In the meantime, getting the new Mass to be celebrated reverently has been part of the 50-year Cold War for Vatican II that you’ve been involved in, perhaps without knowing.

Those on the side of the Council (reading Vatican II’s Sacrosanctum Concilium and the General Instruction on the Roman Missal) will know that the Novus Ordo was meant to be reverent, simple, beautiful, and powerful.

It was meant to draw people closer to God who is really and truly present in the Blessed Sacrament at every single Mass – He Who comes down from Heaven. It was meant to help us blossom as a Church and to evangelise the modern world.

The best rule for any priest in any situation is to ‘Say the black, do the red’, says Philipa Martyr. Photo: Grant Whitty/Unsplash
The best rule for any priest in any situation is to ‘Say the black, do the red’, says Philippa Martyr. Photo: Grant Whitty/Unsplash

There was no licence for leavened bread, sparkling wine, card-table altars, clowns, girls in leotards, clay goblets, self-communion, dad jokes, anodyne hymns, lay consecrations, felt banners, cocktail lounge music ministries, dialogue sermons, improvised theatre, or actual theatre. (I am sure you can come up with your own list, based on your own unhappy experiences.)

The liturgical books of the Catholic Church are wonderful things. You’ll find that they’re printed with all the spoken bits in black, and the instructions to the priest in red.

The best rule for any priest in any situation is to ‘Say the black, do the red’. It’s a simple phrase that’s easy to remember.

We’ve messed this up because we stopped thinking of the Mass and the Church as something where we are only custodians for a generation.

We are all familiar with Aboriginal spirituality and the idea of people being custodians of a sacred site or object. It’s the same in the Catholic Church.

We – here and now – are only custodians of a much, much longer, deeply sacred heritage and tradition. It’s our duty to safeguard all of it and to pass it on to our children.

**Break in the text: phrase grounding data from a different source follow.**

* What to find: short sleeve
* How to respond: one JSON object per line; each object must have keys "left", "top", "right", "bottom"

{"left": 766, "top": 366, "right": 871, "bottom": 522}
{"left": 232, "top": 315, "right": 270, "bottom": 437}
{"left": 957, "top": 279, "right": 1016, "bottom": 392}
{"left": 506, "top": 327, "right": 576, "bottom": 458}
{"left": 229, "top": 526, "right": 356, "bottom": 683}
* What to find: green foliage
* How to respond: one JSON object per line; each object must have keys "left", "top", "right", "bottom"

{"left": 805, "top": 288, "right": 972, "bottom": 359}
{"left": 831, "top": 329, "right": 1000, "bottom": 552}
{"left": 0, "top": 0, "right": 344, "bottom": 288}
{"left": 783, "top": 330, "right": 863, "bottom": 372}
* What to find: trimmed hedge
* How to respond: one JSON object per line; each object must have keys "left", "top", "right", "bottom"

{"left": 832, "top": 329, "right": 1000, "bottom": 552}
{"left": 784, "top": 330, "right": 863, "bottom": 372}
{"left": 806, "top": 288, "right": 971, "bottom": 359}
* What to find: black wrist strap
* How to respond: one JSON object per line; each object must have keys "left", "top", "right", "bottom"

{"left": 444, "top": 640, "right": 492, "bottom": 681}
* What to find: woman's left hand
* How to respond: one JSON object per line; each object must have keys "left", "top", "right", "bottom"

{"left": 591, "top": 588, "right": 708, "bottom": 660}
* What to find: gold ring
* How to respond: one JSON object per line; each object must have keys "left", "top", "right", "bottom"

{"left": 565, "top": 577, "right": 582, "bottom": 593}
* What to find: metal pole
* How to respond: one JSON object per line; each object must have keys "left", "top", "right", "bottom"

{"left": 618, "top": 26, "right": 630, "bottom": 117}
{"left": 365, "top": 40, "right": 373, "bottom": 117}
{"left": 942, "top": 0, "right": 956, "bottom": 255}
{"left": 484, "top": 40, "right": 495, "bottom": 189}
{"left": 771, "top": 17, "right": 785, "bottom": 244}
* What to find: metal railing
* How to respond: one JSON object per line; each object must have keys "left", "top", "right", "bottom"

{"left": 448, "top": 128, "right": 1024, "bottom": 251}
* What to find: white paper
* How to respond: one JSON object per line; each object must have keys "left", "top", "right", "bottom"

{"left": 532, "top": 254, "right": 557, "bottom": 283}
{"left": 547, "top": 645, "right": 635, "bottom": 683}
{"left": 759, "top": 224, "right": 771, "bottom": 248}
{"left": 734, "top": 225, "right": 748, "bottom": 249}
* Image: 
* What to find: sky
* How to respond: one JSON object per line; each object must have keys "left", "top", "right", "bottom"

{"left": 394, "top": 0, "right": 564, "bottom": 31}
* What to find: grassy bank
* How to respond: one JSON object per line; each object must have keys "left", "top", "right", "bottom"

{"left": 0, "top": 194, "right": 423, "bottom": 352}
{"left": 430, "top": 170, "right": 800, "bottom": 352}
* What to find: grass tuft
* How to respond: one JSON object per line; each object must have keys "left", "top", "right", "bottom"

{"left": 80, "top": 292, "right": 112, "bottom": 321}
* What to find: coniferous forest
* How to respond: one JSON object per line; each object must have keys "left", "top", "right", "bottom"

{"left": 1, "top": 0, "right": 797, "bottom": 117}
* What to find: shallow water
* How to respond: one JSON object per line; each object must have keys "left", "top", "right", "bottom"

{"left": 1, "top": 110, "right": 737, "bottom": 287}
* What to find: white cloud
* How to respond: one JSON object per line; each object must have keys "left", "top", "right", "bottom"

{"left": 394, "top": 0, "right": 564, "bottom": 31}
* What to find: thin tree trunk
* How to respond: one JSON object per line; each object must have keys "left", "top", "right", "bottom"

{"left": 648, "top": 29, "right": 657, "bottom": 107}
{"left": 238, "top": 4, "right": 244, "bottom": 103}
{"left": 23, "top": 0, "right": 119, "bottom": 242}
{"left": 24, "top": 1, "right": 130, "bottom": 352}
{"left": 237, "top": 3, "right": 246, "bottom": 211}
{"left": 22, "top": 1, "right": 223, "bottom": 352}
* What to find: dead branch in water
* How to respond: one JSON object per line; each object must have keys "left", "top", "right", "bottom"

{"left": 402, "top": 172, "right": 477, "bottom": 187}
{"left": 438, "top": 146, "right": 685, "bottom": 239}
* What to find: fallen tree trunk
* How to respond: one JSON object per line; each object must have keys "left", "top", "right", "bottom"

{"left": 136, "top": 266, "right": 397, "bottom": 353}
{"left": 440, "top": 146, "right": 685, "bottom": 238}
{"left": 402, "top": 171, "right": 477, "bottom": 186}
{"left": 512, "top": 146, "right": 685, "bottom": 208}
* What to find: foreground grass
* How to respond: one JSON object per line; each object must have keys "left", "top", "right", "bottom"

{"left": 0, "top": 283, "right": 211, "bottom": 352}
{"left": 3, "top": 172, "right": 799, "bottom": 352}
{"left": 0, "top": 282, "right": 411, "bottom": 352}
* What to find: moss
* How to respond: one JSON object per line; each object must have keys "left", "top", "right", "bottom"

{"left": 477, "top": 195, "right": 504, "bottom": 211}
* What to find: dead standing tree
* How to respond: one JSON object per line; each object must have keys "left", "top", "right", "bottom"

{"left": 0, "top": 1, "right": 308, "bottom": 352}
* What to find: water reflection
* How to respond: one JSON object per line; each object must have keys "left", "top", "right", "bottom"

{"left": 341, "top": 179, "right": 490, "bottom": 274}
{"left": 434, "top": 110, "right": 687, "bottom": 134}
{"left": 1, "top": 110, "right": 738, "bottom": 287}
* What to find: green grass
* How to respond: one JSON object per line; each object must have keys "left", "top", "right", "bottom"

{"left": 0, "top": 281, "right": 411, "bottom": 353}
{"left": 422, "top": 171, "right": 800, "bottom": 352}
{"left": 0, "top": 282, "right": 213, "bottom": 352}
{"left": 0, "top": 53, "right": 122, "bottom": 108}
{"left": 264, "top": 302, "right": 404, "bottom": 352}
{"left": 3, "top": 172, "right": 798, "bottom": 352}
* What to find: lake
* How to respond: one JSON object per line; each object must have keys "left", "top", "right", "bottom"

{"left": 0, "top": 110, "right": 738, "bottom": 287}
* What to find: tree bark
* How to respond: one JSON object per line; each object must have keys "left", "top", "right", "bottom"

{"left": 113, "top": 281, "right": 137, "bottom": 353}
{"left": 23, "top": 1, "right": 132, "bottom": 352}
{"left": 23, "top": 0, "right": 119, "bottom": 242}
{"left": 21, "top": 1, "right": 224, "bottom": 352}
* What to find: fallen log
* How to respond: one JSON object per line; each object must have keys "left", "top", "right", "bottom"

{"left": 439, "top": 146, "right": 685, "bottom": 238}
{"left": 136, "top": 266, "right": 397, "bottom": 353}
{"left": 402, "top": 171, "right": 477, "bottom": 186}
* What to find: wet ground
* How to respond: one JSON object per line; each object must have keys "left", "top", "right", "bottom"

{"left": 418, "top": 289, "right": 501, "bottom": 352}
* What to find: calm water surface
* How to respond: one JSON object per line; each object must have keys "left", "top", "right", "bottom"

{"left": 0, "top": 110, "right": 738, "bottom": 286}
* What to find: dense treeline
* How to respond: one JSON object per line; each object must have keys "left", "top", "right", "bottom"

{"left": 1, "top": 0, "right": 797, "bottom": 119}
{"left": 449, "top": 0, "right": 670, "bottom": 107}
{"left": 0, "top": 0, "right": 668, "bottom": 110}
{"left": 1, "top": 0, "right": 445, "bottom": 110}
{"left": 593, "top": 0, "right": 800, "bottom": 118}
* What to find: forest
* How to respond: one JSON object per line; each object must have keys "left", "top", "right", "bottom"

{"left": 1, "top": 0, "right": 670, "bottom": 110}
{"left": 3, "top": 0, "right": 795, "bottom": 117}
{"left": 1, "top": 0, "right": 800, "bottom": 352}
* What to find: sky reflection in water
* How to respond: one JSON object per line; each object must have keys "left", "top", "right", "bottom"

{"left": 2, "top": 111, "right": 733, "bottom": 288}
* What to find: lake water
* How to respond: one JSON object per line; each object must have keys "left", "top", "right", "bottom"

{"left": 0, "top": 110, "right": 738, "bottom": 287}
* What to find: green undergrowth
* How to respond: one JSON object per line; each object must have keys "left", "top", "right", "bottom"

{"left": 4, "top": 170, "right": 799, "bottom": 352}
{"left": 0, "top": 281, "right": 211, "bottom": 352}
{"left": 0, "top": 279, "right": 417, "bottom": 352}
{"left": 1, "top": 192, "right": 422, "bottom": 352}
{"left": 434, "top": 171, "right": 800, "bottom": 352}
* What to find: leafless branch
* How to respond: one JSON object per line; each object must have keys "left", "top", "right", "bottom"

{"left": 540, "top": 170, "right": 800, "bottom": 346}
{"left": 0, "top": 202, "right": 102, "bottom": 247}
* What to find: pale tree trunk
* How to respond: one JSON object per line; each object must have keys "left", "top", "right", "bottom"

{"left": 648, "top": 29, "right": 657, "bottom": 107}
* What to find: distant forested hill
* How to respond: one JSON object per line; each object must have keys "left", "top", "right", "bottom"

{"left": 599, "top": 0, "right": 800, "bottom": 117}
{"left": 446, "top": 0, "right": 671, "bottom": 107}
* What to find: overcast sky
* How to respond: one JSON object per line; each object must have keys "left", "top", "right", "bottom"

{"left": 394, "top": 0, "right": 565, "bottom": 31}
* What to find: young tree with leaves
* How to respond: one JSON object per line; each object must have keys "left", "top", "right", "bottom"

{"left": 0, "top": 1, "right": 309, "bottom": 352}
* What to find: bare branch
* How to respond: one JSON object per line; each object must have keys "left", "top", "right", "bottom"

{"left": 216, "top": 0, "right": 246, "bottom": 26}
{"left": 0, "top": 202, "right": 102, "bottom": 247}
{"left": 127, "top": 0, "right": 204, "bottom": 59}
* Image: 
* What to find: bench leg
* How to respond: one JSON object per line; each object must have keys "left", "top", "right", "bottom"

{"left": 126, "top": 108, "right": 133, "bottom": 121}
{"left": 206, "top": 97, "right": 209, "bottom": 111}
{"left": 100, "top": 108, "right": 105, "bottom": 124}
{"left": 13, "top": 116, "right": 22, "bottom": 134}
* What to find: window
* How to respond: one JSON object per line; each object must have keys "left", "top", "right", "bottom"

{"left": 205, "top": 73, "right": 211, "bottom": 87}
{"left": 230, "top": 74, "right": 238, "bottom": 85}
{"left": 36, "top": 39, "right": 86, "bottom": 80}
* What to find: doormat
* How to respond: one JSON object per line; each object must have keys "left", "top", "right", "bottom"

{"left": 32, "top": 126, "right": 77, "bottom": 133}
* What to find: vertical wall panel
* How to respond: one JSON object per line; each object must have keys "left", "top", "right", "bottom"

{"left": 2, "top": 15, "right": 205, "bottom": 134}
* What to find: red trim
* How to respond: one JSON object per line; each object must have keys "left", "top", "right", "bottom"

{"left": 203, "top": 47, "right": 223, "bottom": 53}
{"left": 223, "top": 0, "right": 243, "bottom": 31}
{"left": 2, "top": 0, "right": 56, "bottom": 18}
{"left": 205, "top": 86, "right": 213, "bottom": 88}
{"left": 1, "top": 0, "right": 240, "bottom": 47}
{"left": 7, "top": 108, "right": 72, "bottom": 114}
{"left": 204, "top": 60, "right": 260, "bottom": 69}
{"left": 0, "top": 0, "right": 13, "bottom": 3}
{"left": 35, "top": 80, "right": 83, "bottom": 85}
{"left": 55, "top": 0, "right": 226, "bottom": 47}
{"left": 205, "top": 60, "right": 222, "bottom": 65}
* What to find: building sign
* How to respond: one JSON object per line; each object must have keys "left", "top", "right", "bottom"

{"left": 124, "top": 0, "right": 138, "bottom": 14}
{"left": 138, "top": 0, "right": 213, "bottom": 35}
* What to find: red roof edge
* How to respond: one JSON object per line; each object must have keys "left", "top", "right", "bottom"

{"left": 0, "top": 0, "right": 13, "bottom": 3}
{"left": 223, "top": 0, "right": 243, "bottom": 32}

“Pope Francis has exercised his right as pontiff to decide the status of what used to be called the Extraordinary Form of the Roman Rite.”

But people whose agenda was ‘the spirit of Vatican II’ decided it was the other way around. They decided they owned the Church, and they could do whatever they liked with it.

They were quite happy to have lots of fun, and to leave the mess for future generations to clean up.

I’m certain they sincerely thought they were doing good, every step of the way. People usually do think that, even when they’re horribly wrong. But the long, long, Boomer adolescence is finally almost over.

Adolescence is a good way of looking at it. We’ve all encountered the inwardly-gazing parishes, the sacrosanct hurt feelings, the boundary-testing on the sanctuary, the perpetual pout over Humanae Vitae and male authority and clericalism. It’s time we started acting like adults about the Church and about the Mass.

Pope Francis has exercised his right as pontiff to decide the status of what used to be called the Extraordinary Form of the Roman Rite.

Now we will have to start confronting abuses of the Novus Ordo.

We can’t blame the Latin Mass crowd for those abuses. They were staying away in droves. We can only blame ourselves.